He dressed jerkily, being overly cautious with his aching limbs. It took him several tries to fasten the buttons on his perfectly pressed jacket. His body needed rest, but even if he stayed back in his room he knew rest wouldn't come. So with grim determination, he pushed the final button at his collar through the hole.
Rhys paused at his door, dressed impeccably in finely cut clothing and highly polished boots. His blue-black hair was combed neatly back from his unlined forehead. A quick inventory of his body told him he'd have to put more pressure on his right foot than his left in order to mask a slight limp. He only felt a small stirring of magic and couldn't rely on such a little amount to carry him through for the rest of the day. He didn't know whether he'd need it for something more important than just a small comfort.

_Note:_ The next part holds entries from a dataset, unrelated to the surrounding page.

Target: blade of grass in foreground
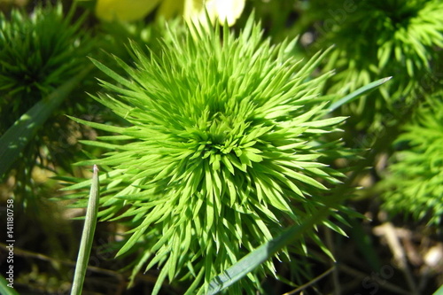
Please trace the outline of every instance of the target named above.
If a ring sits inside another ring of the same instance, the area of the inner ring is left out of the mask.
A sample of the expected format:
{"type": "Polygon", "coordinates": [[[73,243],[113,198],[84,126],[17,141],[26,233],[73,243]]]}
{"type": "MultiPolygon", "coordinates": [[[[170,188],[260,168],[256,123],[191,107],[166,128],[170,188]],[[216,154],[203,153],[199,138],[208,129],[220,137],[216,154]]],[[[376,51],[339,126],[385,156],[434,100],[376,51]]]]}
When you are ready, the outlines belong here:
{"type": "Polygon", "coordinates": [[[317,213],[313,213],[313,214],[302,223],[290,227],[277,237],[261,245],[224,272],[213,278],[209,283],[209,289],[206,295],[214,295],[225,290],[246,276],[249,272],[253,271],[260,264],[271,258],[274,253],[288,245],[291,241],[302,237],[307,230],[311,229],[315,224],[323,221],[329,213],[330,210],[326,206],[317,213]]]}
{"type": "Polygon", "coordinates": [[[92,175],[92,185],[90,187],[89,200],[86,210],[86,218],[82,234],[82,242],[80,243],[79,255],[74,275],[73,289],[71,295],[81,295],[83,288],[83,281],[88,268],[92,241],[94,240],[94,232],[96,231],[97,214],[98,213],[98,168],[94,165],[92,175]]]}
{"type": "Polygon", "coordinates": [[[443,284],[432,295],[443,295],[443,284]]]}
{"type": "Polygon", "coordinates": [[[335,111],[336,109],[342,106],[343,105],[352,102],[353,100],[356,99],[360,96],[361,96],[367,92],[369,92],[369,91],[375,89],[376,88],[377,88],[378,86],[384,84],[385,82],[391,80],[391,78],[392,78],[392,76],[385,77],[385,78],[375,81],[371,83],[369,83],[368,85],[365,85],[363,87],[359,88],[358,89],[356,89],[353,93],[348,94],[345,97],[343,97],[340,100],[330,105],[330,106],[329,107],[329,111],[330,112],[335,111]]]}
{"type": "Polygon", "coordinates": [[[2,295],[19,295],[14,288],[8,287],[8,281],[0,275],[0,294],[2,295]]]}
{"type": "Polygon", "coordinates": [[[0,137],[0,159],[2,159],[0,178],[8,172],[11,166],[20,157],[21,151],[27,143],[34,138],[37,129],[43,125],[54,110],[60,105],[91,68],[91,66],[88,66],[48,97],[36,103],[0,137]]]}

When he stepped out into the corridor, he found he was alone. Which wasn't uncommon. The section in which his room existed seemed sparsely occupied if the general lack of other inhabitants was any indication. Although, Rhysand did tend to keep odd hours. Without a view of the outside, he couldn't be sure, but he could guess by Amarantha's comings and goings since she at least seemed to keep to a normal schedule. It was most likely late morning by now, if not early afternoon.
Rhysand had taken three steps in the direction of the throne room when he was waylaid by the Attor. He swallowed his groan of annoyance as it smiled menacingly at him with its rows of sharpened brownish teeth.
"Something I can help you with?" Rhysand asked, not breaking his casual stride. He slipped his hands into his pockets and imagined them closing around the beast's neck.
"No rising with the sun for the Lord of Night, it seems," said the Attor with a wet clicking of its tongue.
"I'm afraid not," Rhysand answered coolly. "My nights are rather busy these days." He winked sidelong at the creature and watched its ridiculing smile transform into a sneer.
"Our queen commands your presence in the throne room," it said with malice. The Attor never was one for prolonged conversations, easily intellectually bested as it was. Rhysand usually needed to only deploy one or two scathing remarks for it to stand down.
"What luck. I'm headed there now."
"I'll accompany you. These tunnels can be so long and winding for the uninitiated," it hissed.
Rhysand laughed a hollow note. "Oh, I can assure you, I've been initiated. I'd wager I know these tunnels better than even you," he teased. There was no way that was true, but there was also no way Rhysand was going to walk into that chamber with the Attor as an escort. He was already universally despised, he wasn't going to add Attor collusion to his long list of sins.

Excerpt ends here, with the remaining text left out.